L’enfant les a alors intégrés à son mode de vie. Ces valeurs sont désormais les siennes, elles font partie de lui. En s’y opposant, ce ne serait pas l’éducation parentale qu’il rejetterait, mais l’individu qu’il est devenu. Il se trahirait, se renierait lui-même (2 Timothée 2:13). Or, nous répugnons tous à agir ainsi. L’enfant élevé de cette façon sera donc beaucoup moins susceptible de ‘se détourner de cette voie’ qui lui a été inculquée. Aussi, ayez vous-même une belle conduite, que vos enfants pourront imiter. Apprenez-leur la bonté, les bonnes manières, la douceur et l’honnêteté par l’exemple.
Une institution de Jéhovah
La famille est une institution de Jéhovah qui remonte à l’aube de l’humanité (Genèse 1:26-28; 2:18-24). Après 6 000 ans d’histoire humaine, elle est toujours reconnue comme la structure la mieux adaptée au bonheur tant des adultes que des enfants, comme le confirme le livre Les secrets des familles unies (angl.):
“Peut-être y a-t-il au fond de nous quelque chose qui nous dit que la famille est le fondement de la civilisation. Peut-être savons-nous instinctivement que, lorsqu’on fait le bilan de toute une vie, ce ne sont pas l’argent, une carrière, la célébrité, une belle maison, des terres ou les biens matériels qui ont de l’importance, mais nos proches, ceux qui nous aiment et se soucient de nous. Seuls comptent vraiment ceux qui se consacrent à nous, ceux sur qui nous pouvons nous reposer. Rien ne peut nous apporter l’amour, le soutien, les soins et le dévouement auxquels nous aspirons tous comme la famille.”

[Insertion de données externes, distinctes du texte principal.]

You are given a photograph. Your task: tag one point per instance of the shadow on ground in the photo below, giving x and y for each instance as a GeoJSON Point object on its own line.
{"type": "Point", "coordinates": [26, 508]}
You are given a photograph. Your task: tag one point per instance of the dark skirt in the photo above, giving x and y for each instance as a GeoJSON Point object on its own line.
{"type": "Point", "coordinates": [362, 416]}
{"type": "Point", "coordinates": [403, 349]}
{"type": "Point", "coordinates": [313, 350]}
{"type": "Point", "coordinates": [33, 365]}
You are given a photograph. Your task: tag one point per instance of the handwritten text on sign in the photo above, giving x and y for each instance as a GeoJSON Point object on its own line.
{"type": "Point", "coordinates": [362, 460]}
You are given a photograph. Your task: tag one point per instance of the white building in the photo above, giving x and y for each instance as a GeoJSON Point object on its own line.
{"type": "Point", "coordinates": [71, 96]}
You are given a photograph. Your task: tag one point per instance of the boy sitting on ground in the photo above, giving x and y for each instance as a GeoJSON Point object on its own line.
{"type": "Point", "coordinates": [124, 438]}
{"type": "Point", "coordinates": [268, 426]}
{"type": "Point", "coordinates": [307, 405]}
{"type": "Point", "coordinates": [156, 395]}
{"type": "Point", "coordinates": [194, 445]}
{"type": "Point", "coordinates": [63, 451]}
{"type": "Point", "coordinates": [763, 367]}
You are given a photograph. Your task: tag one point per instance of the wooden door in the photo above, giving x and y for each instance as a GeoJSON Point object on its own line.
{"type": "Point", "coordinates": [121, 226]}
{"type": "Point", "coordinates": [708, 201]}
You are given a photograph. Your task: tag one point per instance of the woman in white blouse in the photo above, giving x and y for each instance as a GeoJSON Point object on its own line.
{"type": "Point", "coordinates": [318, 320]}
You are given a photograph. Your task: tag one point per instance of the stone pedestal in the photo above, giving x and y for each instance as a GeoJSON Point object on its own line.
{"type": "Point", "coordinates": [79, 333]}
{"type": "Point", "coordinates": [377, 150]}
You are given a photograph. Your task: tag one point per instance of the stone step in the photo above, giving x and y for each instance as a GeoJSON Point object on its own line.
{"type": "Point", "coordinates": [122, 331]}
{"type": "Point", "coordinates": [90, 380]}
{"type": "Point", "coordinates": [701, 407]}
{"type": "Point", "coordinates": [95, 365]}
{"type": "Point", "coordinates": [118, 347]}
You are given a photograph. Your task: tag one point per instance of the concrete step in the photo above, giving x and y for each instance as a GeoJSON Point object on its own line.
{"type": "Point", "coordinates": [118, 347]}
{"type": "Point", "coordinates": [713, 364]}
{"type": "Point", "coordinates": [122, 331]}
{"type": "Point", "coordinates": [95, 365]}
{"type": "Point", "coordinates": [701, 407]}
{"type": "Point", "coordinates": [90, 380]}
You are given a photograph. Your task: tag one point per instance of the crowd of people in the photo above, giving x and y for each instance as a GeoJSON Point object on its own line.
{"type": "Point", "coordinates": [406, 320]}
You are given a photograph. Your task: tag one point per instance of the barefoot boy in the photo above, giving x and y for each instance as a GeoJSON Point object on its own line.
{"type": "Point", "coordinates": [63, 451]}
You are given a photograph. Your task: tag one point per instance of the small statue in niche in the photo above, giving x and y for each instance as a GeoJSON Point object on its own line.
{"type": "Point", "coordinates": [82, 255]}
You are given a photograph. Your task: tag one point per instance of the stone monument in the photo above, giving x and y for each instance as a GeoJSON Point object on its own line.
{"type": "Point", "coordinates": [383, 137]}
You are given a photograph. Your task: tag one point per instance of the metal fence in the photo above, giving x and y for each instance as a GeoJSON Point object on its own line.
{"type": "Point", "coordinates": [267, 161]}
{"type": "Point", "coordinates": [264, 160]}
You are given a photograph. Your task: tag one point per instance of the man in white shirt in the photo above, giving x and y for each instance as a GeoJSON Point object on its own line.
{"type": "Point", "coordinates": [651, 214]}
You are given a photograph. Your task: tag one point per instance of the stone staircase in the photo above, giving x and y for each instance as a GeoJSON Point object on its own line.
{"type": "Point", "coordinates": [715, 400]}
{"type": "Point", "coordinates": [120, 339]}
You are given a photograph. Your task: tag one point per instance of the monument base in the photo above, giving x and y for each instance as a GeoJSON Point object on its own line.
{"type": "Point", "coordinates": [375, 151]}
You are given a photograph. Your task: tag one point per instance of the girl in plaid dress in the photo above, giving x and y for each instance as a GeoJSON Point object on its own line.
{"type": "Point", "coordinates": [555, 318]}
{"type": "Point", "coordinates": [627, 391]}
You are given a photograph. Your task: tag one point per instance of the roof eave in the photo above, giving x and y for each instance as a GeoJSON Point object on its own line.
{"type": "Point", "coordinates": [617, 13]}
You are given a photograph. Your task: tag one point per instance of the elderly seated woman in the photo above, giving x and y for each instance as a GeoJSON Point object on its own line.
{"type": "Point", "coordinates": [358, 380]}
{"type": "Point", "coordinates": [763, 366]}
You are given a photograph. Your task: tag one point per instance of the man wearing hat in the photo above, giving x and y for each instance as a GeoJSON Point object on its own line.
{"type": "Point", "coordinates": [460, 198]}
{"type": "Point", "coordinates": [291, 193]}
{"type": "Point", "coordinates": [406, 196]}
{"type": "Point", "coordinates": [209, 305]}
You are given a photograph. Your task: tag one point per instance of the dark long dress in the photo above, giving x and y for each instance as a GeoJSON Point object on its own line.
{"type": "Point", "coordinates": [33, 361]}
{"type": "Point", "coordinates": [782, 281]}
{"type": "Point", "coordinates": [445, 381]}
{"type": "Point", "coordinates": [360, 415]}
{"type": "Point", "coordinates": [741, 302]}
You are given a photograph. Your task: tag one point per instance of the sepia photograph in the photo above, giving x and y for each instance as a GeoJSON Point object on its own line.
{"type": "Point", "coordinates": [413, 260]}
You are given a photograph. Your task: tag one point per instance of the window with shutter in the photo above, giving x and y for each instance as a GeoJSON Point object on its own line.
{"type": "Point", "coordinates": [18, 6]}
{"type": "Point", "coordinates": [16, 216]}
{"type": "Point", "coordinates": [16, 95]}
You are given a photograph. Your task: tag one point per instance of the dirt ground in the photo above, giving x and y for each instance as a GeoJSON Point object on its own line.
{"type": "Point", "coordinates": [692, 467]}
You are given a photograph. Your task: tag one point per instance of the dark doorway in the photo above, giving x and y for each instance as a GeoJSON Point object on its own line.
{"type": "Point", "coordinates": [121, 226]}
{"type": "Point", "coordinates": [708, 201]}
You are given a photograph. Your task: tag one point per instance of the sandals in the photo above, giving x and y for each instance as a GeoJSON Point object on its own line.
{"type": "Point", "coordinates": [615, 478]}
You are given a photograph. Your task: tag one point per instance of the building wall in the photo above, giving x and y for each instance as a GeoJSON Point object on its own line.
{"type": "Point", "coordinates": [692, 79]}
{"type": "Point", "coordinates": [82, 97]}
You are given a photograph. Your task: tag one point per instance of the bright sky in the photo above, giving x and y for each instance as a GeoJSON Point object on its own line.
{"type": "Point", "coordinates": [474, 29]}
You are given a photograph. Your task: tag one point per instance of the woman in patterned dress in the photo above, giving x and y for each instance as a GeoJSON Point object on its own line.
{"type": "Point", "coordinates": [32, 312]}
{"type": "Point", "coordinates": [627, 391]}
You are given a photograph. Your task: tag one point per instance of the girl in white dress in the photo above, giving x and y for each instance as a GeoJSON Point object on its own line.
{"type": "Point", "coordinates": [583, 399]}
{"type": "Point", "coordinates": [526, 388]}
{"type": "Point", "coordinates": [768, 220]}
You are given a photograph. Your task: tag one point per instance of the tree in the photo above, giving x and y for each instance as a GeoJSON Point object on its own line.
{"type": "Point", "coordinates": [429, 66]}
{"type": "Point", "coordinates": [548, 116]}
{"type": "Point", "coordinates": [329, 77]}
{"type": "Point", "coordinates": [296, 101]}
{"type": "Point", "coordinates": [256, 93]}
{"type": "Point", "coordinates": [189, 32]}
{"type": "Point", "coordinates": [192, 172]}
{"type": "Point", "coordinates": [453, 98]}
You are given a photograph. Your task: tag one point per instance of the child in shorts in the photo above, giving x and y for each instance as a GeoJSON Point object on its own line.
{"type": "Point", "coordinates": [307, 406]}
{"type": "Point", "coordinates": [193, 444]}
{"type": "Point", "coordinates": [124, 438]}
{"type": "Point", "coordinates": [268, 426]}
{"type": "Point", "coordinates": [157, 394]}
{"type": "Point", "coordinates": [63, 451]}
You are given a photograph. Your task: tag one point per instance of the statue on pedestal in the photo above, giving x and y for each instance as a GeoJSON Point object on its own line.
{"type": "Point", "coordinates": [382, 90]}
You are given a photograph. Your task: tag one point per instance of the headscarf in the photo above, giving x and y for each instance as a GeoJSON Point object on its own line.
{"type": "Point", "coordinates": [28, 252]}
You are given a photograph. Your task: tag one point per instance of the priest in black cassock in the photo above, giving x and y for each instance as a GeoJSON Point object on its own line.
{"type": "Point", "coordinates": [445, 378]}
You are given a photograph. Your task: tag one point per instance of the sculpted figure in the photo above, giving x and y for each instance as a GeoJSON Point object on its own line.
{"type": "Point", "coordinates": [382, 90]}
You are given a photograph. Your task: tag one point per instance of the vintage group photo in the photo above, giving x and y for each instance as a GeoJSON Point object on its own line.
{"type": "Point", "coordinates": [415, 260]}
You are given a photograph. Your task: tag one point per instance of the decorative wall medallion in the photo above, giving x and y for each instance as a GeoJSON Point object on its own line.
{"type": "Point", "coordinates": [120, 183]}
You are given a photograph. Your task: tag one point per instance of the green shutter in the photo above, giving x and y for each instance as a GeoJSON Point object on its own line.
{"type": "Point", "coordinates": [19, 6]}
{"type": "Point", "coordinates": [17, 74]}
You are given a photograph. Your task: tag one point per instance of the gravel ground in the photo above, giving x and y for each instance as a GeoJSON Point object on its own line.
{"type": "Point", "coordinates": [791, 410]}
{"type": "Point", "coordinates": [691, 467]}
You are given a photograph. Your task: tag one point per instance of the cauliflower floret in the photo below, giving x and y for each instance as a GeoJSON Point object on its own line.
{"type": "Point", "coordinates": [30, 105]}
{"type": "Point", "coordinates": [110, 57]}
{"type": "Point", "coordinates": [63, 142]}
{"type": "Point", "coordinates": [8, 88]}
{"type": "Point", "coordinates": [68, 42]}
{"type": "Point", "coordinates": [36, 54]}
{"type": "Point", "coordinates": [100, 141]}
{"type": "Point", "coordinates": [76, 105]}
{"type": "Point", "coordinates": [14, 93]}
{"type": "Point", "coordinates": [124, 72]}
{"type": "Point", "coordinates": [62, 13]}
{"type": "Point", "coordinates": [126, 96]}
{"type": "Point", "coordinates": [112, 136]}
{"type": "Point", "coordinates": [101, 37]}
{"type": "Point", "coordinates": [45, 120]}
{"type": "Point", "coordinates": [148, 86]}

D’où l’importance de tout faire pour ‘semer’ une excellente éducation pendant que vos enfants sont petits, afin de récolter dans l’avenir une vie de famille heureuse. — Voir Proverbes 3:1-7.
[Encadré, page 10]
Quel genre de parents serons-nous?
“J’ai eu deux A”, crie, tout heureux, le petit garçon. “Deux seulement?” lance le père d’un ton tranchant. “Maman, j’ai fini la vaisselle”, signale la fille depuis la cuisine. “As-tu sorti la poubelle?” lui répond froidement la mère. “J’ai fini de tondre la pelouse, dit l’aîné, et j’ai rangé la tondeuse.” “Et la haie? Tu l’as taillée?” lui demande son père.
Les enfants de la maison voisine ont l’air heureux, épanouis. Les mêmes scènes se reproduisent. Voici comment les choses se passent:
“J’ai eu deux A”, crie, tout heureux, le petit garçon. “Excellent! Je suis content de ton bon travail”, s’exclame le père avec fierté. “Maman, j’ai fini la vaisselle”, signale la fille depuis la cuisine. “Je t’aime tous les jours un peu plus”, lui répond la mère en souriant tendrement. “J’ai fini de tondre la pelouse, dit l’aîné, et j’ai rangé la tondeuse.” “Je suis fier de toi”, le félicite chaleureusement son père.
Les enfants méritent d’être félicités pour les tâches qu’ils accomplissent chaque jour. Leur bonheur dépend en grande partie de vous.
[Illustrations, page 7]
Le père aussi participe à l’élaboration des liens affectifs.
[Illustration, page 8]
Par le pouvoir de l’imagination, le petit garçon qui court avec les bras écartés est un avion qui s’élève dans le ciel, le grand carton une maison, le manche à balai un fougueux destrier, la chaise un siège de voiture de course.